Since we are given that the pipe of metal is 99 cm cube, which is the volume of the pipe, by finding the difference of the outside and inside volume of a cylindrical pipe using the outer and inner radii, we get
$$\begin{gathered} \Rightarrow \pi R^2\left(14\right)-\pi r^2\left(14\right)=99 \\ \Rightarrow 14\pi \left(R^2-r^2\right)=99 \end{gathered}$$

Substituting the value of $$\pi$$ in the above equation, we get
$$\begin{gathered} \Rightarrow 14\times {\displaystyle \frac{22}{7}}\left(R^2-r^2\right)=99 \\ \Rightarrow 44\left(R^2-r^2\right)=99 \end{gathered}$$

Dividing the above equation by 44 on both sides, we get
$$\begin{gathered} \Rightarrow {\displaystyle \frac{44\left(R^2-r^2\right)}{44}}={\displaystyle \frac{99}{44}} \\ \Rightarrow R^2-r^2={\displaystyle \frac{9}{4}} \\ \Rightarrow \left(R-r\right)\left(R+r\right)={\displaystyle \frac{9}{4}} \end{gathered}$$

Using equation (1) in the above equation, we get
$$\Rightarrow {\displaystyle \frac{R+r}{2}}={\displaystyle \frac{9}{4}}$$

Multiplying the above equation by 2 on both sides, we get
$$\Rightarrow R+r={\displaystyle \frac{9}{2}}\text{ ......eq.(2)}$$

Adding the equation (1) and equation (2), we get
$$\begin{gathered} \Rightarrow R-r+R+r={\displaystyle \frac{1}{2}}+{\displaystyle \frac{9}{2}} \\ \Rightarrow 2R={\displaystyle \frac{10}{2}} \\ \Rightarrow 2R=5 \end{gathered}$$

Dividing the above equation by 2 on both sides, we get
$$\begin{gathered} \Rightarrow {\displaystyle \frac{2R}{2}}={\displaystyle \frac{5}{2}} \\ \Rightarrow R={\displaystyle \frac{5}{2}}\text{ cm} \end{gathered}$$

Substituting the value of $$R$$ in the equation (2), we get
$$\begin{gathered} \Rightarrow {\displaystyle \frac{5}{2}}+r={\displaystyle \frac{9}{2}} \\ \Rightarrow r={\displaystyle \frac{9}{2}}-{\displaystyle \frac{5}{2}} \\ \Rightarrow r={\displaystyle \frac{4}{2}} \\ \Rightarrow r=2\text{ cm} \end{gathered}$$

Thus, the outer radius is $${\displaystyle \frac{5}{2}}$$ cm and the inner radius is 2 cm.

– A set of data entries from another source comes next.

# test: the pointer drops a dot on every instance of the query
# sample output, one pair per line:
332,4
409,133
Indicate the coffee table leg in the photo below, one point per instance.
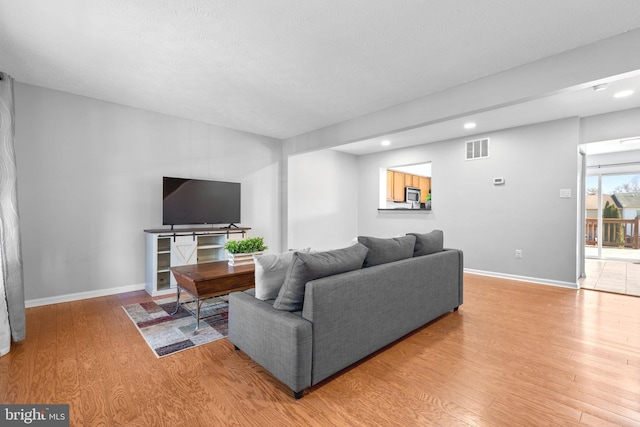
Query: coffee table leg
198,304
177,302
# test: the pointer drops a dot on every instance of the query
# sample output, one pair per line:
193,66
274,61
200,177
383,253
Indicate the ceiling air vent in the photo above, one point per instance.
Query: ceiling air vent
478,149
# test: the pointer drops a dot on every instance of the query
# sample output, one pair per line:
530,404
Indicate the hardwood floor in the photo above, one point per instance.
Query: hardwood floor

Note: In solving this type of question, the key concept is to assume the inner and outer radii by some distinct variables and also remember the formulae of the circumference of the circle, area of the cylinder, and the volume of the cylinder. After that, the question is really simple if followed properly.